The momentum enhanced equally weighted strategy removes the weakest past performers from the portfolio and equally weights the remaining stocks. The results for the All Country universe, which is defined the union of Developed and Emerging Markets, are illustrated in the top panel of Figure 1. The risk-return profiles of the momentum enhanced strategies are superior to the equally and the capitalization weighted benchmarks as they move to the top left of the risk-return plot. It should be noted that while the turnover increases with stricter exclusion of past losers, the net returns are still monotonically increased when excluding more weak momentum stocks. Our assumption of 10 basis points fees is realistic or even conservative for the stocks investigated herein. Historical implementation costs of real-world momentum strategies on liquid large-cap stocks have been shown to be in that range or lower (Israel et al., 2021). Other performance metrics, along with the results for several geographic sub-regions (Europe, USA, Emerging Markets and Developed Markets) are reported in Table 1. We find consistent improvements of the momentum enhanced strategies across all geographic markets. In most cases, removing more past losers generates higher returns. The largest effect is achieved in the European market. In addition, a systematic reduction of portfolio volatility and maximum drawdown is attained through removal of weak momentum stocks. Hence, the momentum enhanced strategies results in higher risk-adjusted returns (Sharpe ratio) in all universes and at all thresholds analyzed herein.

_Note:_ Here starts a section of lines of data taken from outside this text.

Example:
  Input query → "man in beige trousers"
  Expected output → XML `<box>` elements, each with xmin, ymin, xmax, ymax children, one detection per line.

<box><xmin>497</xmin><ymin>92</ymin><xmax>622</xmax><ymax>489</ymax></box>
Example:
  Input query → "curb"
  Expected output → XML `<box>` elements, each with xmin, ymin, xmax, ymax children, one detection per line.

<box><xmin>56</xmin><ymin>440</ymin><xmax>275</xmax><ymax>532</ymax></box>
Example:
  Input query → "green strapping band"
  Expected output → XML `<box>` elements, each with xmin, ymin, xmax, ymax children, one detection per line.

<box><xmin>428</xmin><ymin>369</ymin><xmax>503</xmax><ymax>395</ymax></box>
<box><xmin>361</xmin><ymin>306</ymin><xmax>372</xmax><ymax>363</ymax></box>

The third type of enhancement to the equally weighted portfolio combines the momentum and the volatility information used previously by filtering out the stocks with the weakest risk-adjusted performance, as measured by the Sharpe ratio estimated over a lookback period of five years. Using this long-term estimate reduces the turnover substantially and makes the strategy very robust to transaction fees. In line with the above results, virtually all measures of return and risk improve monotonically when more and more stocks with low past Sharpe ratios get excluded. The improvement in risk-adjusted return of the enhanced over the naive diversification strategy ranges from 19% in emerging markets to 51% in Europe. Moreover, all versions of our proposed enhancement beat the plain equally weighted strategy and the capitalization weighted market index. This points out the blatant inefficiency of both benchmarks, even after accounting for transaction costs of the more active strategies, as visualized in the bottom panel of Figure 1.

Subperiod Analysis

All results reported in the main part above are average statistics over the sample period that spans more than twenty years of data. In theory, the entire outperformance of our proposed enhancements of the equally weighted strategy could stem from a particular period in time, such as the global financial crisis 2008-2009. Similarly, the excess returns could flatten out over time and would thus not be relevant for future investment decisions. For this purpose, we analyze rolling three year Sharpe ratios, enabling us to compare the risk-adjusted returns of the different strategies across time. We report the results for the MSCI All Country universe in Figure 2, while the findings are highly similar across other geographic regions. Notably, the equally weighted portfolio is below the enhanced portfolios almost all the time. For the momentum enhancement (top panel), some short periods of outperformance of the basic naiver diversification portfolio are in early 2006 and in 2019. For the Sharpe Ratio enhanced portfolio (bottom panel), clearly the most robust improvement of those suggested, the equally weighted portfolio never outperforms the competitors in risk-adjusted terms over a three year period, except for a brief period in 2021. These findings provide evidence that our simple factor-based enhancements of the equally weighted portfolio reliably generate higher risk-adjusted returns over a medium-term investment horizon.”